Usher, la fondazione e i suoi volontari, come spiega Burman, non sono inventati: esistono davvero. «La sfida per me era costruire una finzione che si appoggiasse lievemente su questi dati reali senza alterarli». E l’edificio immaginario che il regista pone sulla realtà ha tutte le caratteristiche di una parabola, non troppo lontana da quella evangelica del figliol prodigo anche se libera dall’elemento cristiano della colpa e del perdono: «Ariel nella sua vita ha abbandonato tutti gli strumenti che il padre gli ha fornito nella sua infanzia, e non può progredire nel suo cammino per diventare un uomo finché non li recupera, finché non accetta il padre e rinuncia a tutte le sue pretese di normalità», spiega Burman. E difatti in questo percorso metaforico Usher non è il padre pronto a perdonare la pecorella smarrita, ma un dio imperscrutabile – la madre di Ariel non sembra neanche essere mai esistita – che pone davanti al figlio una serie di prove.
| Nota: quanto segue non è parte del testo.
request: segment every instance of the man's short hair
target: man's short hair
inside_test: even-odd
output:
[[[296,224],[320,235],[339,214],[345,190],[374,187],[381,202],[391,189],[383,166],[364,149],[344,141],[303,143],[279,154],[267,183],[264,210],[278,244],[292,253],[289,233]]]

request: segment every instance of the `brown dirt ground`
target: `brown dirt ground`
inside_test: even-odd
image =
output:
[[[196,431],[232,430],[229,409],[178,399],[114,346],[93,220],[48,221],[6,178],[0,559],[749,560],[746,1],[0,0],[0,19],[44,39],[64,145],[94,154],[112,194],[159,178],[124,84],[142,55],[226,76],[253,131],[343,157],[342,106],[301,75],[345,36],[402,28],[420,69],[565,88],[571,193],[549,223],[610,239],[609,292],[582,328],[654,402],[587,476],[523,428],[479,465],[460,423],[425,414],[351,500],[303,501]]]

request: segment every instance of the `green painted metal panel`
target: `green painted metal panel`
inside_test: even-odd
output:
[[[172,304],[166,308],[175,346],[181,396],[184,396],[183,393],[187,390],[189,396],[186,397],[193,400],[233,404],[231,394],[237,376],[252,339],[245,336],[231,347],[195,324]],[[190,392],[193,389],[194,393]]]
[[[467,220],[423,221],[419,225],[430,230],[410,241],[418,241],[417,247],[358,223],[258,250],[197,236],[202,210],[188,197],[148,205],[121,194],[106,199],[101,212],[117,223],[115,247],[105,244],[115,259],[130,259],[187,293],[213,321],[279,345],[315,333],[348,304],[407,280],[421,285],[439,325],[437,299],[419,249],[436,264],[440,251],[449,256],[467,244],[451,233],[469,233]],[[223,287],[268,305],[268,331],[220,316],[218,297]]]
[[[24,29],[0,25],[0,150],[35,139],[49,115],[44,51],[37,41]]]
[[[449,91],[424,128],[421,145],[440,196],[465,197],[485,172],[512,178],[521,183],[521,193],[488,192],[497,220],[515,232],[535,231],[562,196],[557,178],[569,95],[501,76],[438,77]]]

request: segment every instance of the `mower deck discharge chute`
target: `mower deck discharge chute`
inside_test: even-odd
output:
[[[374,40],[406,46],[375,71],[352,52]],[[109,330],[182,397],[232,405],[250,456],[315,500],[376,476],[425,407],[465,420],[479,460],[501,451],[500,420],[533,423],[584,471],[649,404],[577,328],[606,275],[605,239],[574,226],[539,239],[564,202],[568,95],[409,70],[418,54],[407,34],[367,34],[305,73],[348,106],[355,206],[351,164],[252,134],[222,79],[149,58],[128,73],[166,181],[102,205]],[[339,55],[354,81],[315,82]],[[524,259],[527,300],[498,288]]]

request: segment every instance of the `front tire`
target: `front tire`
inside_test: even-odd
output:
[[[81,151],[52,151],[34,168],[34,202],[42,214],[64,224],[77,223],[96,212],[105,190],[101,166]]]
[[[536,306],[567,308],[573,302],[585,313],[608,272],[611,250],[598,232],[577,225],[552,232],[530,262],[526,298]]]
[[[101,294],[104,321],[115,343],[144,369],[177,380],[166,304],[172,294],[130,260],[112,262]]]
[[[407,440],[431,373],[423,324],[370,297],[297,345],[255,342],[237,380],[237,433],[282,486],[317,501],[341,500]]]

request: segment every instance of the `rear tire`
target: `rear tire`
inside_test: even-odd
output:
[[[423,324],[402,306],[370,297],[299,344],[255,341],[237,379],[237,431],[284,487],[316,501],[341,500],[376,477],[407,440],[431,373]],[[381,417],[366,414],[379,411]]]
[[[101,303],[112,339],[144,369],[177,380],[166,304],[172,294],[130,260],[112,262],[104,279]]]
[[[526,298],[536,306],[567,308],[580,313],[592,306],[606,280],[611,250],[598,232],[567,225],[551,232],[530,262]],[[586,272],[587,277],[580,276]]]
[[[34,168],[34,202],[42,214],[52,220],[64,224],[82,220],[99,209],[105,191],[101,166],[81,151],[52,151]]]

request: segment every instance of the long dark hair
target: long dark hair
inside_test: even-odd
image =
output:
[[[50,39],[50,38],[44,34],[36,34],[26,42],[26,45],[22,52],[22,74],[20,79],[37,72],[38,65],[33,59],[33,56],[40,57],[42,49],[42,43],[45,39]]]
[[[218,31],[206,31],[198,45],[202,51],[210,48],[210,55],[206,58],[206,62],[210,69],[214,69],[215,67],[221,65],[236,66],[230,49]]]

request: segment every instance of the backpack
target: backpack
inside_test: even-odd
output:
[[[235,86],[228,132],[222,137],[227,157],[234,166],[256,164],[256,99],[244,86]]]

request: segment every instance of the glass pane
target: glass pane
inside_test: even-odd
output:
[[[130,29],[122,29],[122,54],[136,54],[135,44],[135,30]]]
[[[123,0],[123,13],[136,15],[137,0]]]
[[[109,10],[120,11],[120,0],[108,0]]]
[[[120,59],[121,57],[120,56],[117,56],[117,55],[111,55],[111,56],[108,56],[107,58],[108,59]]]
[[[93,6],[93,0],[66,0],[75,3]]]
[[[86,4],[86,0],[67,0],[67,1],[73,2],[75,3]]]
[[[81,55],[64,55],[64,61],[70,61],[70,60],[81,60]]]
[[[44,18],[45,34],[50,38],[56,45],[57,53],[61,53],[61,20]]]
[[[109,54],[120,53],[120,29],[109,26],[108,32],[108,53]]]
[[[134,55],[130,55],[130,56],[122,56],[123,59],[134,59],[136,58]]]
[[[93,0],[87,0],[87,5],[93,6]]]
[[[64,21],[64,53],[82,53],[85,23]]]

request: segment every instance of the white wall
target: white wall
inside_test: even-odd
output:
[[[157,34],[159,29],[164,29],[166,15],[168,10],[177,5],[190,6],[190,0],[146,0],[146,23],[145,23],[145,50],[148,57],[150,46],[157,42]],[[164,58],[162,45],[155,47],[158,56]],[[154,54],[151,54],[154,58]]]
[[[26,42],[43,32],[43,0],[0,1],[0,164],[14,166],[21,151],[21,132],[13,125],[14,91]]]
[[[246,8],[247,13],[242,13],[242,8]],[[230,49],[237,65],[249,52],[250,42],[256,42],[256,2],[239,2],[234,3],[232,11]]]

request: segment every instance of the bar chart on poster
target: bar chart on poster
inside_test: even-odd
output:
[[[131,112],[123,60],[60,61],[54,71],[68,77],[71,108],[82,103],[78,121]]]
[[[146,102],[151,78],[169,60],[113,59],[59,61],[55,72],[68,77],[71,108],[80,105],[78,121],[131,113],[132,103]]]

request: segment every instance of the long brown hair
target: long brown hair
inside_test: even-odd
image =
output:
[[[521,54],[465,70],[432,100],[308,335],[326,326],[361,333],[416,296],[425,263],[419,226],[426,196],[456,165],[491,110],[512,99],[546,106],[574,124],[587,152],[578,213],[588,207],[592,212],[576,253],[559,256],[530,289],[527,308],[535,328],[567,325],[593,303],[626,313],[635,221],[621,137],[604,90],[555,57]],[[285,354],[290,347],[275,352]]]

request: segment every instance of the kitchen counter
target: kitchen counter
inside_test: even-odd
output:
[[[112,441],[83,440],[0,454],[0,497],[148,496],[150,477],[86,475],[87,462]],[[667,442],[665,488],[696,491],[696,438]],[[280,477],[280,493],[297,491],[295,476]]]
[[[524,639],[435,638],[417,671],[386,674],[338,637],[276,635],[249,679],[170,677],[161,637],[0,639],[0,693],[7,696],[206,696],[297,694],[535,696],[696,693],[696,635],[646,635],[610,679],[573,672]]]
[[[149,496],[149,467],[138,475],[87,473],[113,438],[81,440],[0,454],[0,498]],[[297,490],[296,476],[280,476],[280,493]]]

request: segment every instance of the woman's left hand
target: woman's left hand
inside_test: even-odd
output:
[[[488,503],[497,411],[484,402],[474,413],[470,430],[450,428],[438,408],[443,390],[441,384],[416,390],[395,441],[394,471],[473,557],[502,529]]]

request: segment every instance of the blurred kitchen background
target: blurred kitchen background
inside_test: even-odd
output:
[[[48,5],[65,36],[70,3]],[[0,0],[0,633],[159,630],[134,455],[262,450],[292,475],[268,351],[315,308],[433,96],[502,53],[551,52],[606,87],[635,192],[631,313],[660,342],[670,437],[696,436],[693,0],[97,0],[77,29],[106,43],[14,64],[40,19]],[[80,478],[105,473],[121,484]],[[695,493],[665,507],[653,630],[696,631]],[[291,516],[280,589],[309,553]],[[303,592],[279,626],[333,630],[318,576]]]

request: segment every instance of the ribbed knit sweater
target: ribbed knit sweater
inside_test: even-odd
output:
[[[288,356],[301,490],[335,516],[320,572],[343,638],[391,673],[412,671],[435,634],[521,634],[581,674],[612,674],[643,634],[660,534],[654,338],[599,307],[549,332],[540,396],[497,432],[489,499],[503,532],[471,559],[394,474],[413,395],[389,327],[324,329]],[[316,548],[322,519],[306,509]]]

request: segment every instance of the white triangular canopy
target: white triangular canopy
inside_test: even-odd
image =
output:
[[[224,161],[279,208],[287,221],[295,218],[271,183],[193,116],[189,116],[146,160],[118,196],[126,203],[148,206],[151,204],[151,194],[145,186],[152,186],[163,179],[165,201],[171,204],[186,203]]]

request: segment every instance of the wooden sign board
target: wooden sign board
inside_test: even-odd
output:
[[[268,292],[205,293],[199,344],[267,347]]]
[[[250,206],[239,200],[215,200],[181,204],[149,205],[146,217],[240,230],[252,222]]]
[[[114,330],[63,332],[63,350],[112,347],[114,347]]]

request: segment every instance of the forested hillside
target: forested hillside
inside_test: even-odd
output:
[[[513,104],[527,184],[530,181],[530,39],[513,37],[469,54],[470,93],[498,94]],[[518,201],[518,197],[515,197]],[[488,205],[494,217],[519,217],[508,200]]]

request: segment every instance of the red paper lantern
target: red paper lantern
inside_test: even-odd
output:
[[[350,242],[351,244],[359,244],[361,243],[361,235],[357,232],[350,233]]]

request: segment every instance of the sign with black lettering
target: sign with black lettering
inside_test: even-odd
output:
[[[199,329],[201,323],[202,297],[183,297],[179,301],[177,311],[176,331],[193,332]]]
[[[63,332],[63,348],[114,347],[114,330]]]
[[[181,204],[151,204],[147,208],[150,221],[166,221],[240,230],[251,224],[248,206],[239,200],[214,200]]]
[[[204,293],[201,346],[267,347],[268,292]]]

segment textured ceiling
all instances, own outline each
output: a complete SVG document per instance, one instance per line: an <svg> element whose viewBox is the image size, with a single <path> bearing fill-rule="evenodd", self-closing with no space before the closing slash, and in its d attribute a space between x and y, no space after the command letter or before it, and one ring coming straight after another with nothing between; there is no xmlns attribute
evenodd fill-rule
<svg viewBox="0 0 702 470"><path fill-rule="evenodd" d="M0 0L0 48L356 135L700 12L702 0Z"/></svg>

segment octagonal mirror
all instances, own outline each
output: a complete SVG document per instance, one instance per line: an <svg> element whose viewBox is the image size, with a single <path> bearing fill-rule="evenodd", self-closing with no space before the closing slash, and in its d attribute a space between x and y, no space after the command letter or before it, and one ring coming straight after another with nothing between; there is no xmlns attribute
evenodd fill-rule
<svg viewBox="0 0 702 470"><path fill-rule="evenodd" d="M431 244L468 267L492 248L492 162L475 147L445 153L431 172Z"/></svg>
Come Dio per i credenti, dice Burman, «sappiamo che c’è ma non lo possiamo vedere». Il suo piano appare indecifrabile, finché alla fine la trama della sua volontà non si rivela nella sua «perfezione», quando tutti gli elementi del puzzle assumono il loro posto prestabilito. «Sarebbe buffo pensare che per chi crede sia contemplabile l’idea che Dio non sia perfetto, che commetta errori», commenta Burman. Intanto, Ariel gira smarrito per Buenos Aires – tutte le sue certezze vacillano e in particolare quella per cui si fa qualcosa solo per riceverne un’altra in cambio. Il suo rapporto sentimentale si sgretola, le sue cose vengono rubate, la donna che desidera è un’ortodossa a cui non è consentito parlare.

Tra le sue influenze Daniel Burman cita i fratelli Coen, e in particolare il loro A Serious Man che poneva il protagonista, un novello Giobbe nell’America degli anni Sessanta, davanti al dilemma del volere di Dio. «Perché ci fa porre delle domande se non ci sono risposte?» chiedeva sconsolato a un rabbino. Nella visione decisamente laica dei Coen brothers però non era dato capire se fosse la mano divina a mettere a dura prova il protagonista: non c’era un puzzle da ricomporre ma solo un uragano pronto a spazzare via la città.

Quella di Ariel è in fondo una ricerca diversa: delle proprie radici e conseguentemente del proprio posto nel mondo, «di un destino che non gli viene imposto. Piuttosto fortemente suggerito», scherza il regista. Un percorso a ritroso che è anche quello di Burman stesso, nato e cresciuto per vent’anni a El Once: «È il posto in cui ho lasciato la mia infanzia, ogni tanto mi piace tornare e vedere che è ancora lì». Con il suo ritorno all’infanzia e alla vita che aveva lasciato in sospeso Ariel percorre la strada che lo porta ad abbandonare un desiderio che «non è reale», ma piuttosto l’ostacolo sulla via di una completezza che è essa stessa solo un’illusione.